Перед Нишем произошла драма. На шоссе недалеко от путей люди, расталкивая друг друга, рассматривали лошадь с хомутом на шее, которая все еще была запряжена в нагруженную телегу, но валялась на боку, мертвая, в грязной луже. Очевидно, в этой-то грязи телега и завязла. Пытаясь ее сдвинуть, лошадь умерла от разрыва сердца. Это случилось только что: дети подзывали друзей, какой-то мужчина, бросив велосипед, бежал смотреть, а чуть дальше другой, справляющий нужду у забора, с любопытством вытягивал шею. Вся сцена точно сошла с полотна какого-нибудь фламандца, где парень с расстегнутой ширинкой был бы одной из самых колоритных фигур. Рама вагонного окна, отделив этот фрагмент от окружающего мира, превратила его в картину. Человек у забора стряхивает с члена последние капли и, подтянув мешковатые штаны, рысью срывается с места; шедевр готов.
«Ненавижу достопримечательности», — сказал Молсуорт. Мы стояли у окна в коридоре. Меня только что отчитал югославский полицейский за то, что я сфотографирован паровоз. В лучах вечернего солнца, среди пыльных вихрей, которые взвивались из-под ног тысяч пассажиров, спешащих с работы на пригородные поезда, паровоз стоял, окутанный величественными клубами голубого дыма и облаками золотых мошек. Теперь же мы ехали по скалистому ущелью на перегоне Ниш-Димитровград. По мере движения точка обзора менялась, и утесы как бы передвигались вслед за нами, иногда образуя симметричные композиции — так, разглядывая укрепления разрушенного замка, различаешь остатки кладки.

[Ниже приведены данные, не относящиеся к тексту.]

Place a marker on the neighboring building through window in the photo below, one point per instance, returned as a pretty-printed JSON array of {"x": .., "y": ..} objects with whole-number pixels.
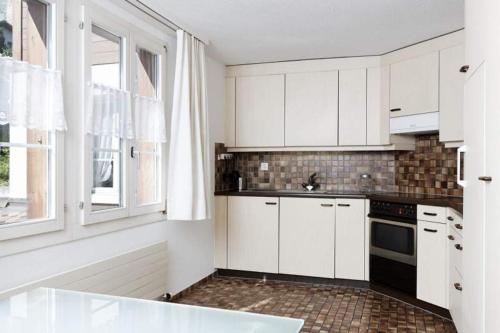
[{"x": 26, "y": 155}]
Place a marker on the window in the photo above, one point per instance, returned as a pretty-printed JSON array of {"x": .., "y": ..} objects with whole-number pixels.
[
  {"x": 107, "y": 151},
  {"x": 147, "y": 154},
  {"x": 26, "y": 155}
]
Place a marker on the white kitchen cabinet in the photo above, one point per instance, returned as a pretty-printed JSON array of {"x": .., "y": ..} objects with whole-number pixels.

Похоже, это зрелище надоело Молсуорту, и он нашел нужным объяснить, в чем причины его скуки. «Шляешься с путеводителем, язык на плечо, — продолжал он, помолчав. — Вслед за этими ужасными стадами туристов по церквям, музеям и соборам. Зашел-вышел, зашел-вышел. Я лишних движений не люблю: нашел удобное кресло и сиди, впитывай страну».
Сумерки в Центральной Турции
В Центральной Турции сумерки — самый умиротворенный час: к синему бархату небес приколото несколько ярких звезд, силуэты гор черны, что вполне вписывается в общую цветовую гамму, а лужи у водоразборных колонок на деревенских улицах мерцают и расплываются, точно пролитая ртуть. Но смеркается быстро, и становится темно, хоть глаз выколи, и об изнурительной дневной жаре напоминает только запах раскаленной, еще висящей в воздухе пыли.
— Мистер? — обращается ко мне зеленоглазый проводник-турок, идущий в тамбур запирать дверь спального вагона. Он воображает, что в остальной части поезда полно грабителей.